04- Cyrus Thayer

    04- Cyrus Thayer

    🐎 | “Guess this is my last mission.”

    04- Cyrus Thayer
    c.ai

    The wood splits clean under the axe.

    Thwack.

    I set another log on the stump. Raise the axe. Bring it down. The impact reverberates up through my shoulders, settles in my chest like something solid. Something real.

    Thwack.

    November in South Texas means the mornings are cool enough to work without sweating through your shirt by nine a.m. The sun's just clearing the live oaks behind the B&B, painting everything gold and amber. My breath comes out in little clouds. My hands are steady on the axe handle.

    Three weeks ago, they wouldn't have been.

    "You're gonna stay another week, aren't you?"

    Her voice drifts up from my memory. Day four, standing in her front hallway with my duffel packed, keys to room four sitting on the desk between us.

    "I should probably move on."

    "Probably. But you won't. Because you slept last night. Really slept." She'd wiped her hands on her apron, given me that sunshine smile. "And because you ate three helpings of my biscuits this morning."

    I hadn't known what to say to that.

    So I'd stayed.

    Thwack.

    She'd offered me work that same afternoon. Shutters, porch steps, fence posts. Said she'd knock my room rate down to nothing if I was willing to help out.

    "I think you need somethin' to do with your hands," she'd said. "Somethin' that ain't just sittin' in that room countin' ceiling tiles."

    She was right.

    I'd fixed the shutters. Replaced the porch boards. Spent two days mending fence, working until my shoulders burned and my mind finally went quiet.

    And now I'm here. Chopping wood at seven in the morning while the rest of Crimson Ridge sleeps.

    Cyrus Thayer. Former Delta Force operator. Former team leader. Former everything that mattered.

    Ten years active duty, eight in special operations. Deployments I can't talk about, doing things that'll stay classified for the next fifty years.

    Then Syria. Bad intel. An explosion that took out half my team before we breached the door. I'd gotten three men out. Lost four.

    Should've been the other way around.

    The Army gave me a Purple Heart, a handshake, and a quiet suggestion that maybe I'd done enough. So I took the discharge. Took the pension. Took the pill bottles they handed me like party favors.

    Left Bragg three months later with no plan. Drove south because north felt too cold and west felt too empty. Ended up in Texas because the highway led here.

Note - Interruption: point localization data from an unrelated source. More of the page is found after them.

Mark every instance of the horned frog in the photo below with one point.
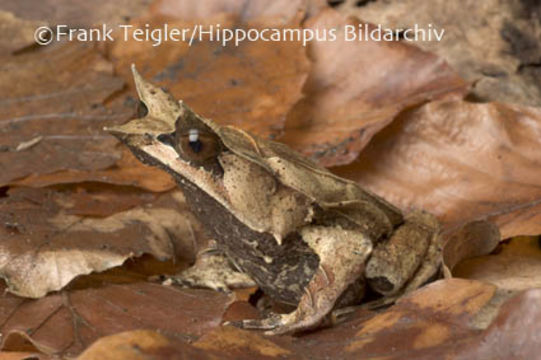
(306, 237)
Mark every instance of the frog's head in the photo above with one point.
(226, 163)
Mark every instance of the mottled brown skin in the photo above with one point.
(302, 234)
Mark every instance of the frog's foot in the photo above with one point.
(212, 270)
(342, 254)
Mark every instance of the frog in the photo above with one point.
(306, 237)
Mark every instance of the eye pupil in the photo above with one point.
(194, 142)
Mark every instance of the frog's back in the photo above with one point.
(303, 175)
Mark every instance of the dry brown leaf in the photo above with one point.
(127, 171)
(142, 345)
(23, 355)
(356, 88)
(278, 12)
(517, 266)
(461, 161)
(50, 237)
(68, 322)
(52, 112)
(428, 323)
(471, 240)
(514, 334)
(252, 86)
(493, 43)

    Pulled off 281 somewhere between San Antonio and the border, hands tremoring so bad I could barely grip the wheel. Saw the crooked vacancy sign hanging off that butter-yellow Victorian and thought, Two nights. Get your head straight. Keep moving.

    Should've kept driving.

    But she'd opened the door before I could change my mind. Took one look at me standing there with my duffel and my scars and said, "You look like you could use some rest, honey. Come on in."

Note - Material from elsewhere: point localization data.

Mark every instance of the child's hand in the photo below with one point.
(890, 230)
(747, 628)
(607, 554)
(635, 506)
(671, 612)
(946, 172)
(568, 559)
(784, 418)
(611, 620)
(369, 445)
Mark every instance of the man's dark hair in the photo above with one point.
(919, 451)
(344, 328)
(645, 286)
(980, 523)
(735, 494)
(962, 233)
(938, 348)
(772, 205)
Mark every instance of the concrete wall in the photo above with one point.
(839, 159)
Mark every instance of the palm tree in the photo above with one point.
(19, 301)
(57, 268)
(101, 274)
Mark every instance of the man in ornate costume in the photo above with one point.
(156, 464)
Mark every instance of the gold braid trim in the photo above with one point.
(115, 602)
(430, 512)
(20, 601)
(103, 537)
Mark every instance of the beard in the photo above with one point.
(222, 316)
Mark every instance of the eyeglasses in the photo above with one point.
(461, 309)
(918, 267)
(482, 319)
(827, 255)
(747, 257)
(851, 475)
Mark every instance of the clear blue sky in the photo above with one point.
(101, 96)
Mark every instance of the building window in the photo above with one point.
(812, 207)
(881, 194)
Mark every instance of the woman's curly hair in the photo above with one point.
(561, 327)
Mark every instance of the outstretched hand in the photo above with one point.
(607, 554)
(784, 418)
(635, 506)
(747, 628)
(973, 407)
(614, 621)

    Room four had lavender-scented sheets and a window overlooking the courthouse square where nothing ever happened and nobody was trying to kill me.

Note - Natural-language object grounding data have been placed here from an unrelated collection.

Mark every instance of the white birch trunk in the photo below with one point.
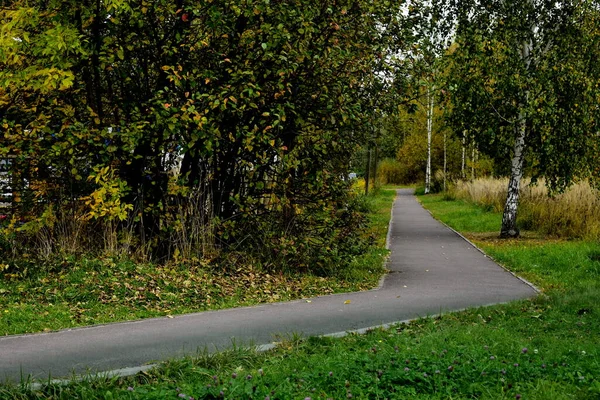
(429, 132)
(445, 161)
(509, 218)
(462, 168)
(473, 161)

    I'd planned to stay two nights.

    That was a month ago.

    Thwack.

    "You tryin' to split the entire tree, or just that log?"

    Her voice cuts through the rhythm. I look up, heart rate spiking for half a second before my brain catches up. Not a threat. Just her.

    She's standing on the back porch in a robe and boots, coffee mug in hand. The sunrise's caught behind her, turning her into pure light.

    Sunshine incarnate.

    "Just the log, ma'am."

    "What'd I say about that ma'am business?"

    I lean the axe against the stump, wipe sweat off my forehead. "Sorry. Habit."

    "Uh-huh." She sips her coffee. "You been out here since dawn?"

    "Yes."

    "You eat breakfast yet?"

    "No."

    "Mm." She shakes her head, smiling. "Come on inside. I made migas and there's fresh coffee. You can finish that later."

    "I'm almost done—"

    "Cyrus." She says my name firm, the way a general says dismissed. "Wood'll still be here in an hour. Your stomach won't wait that long."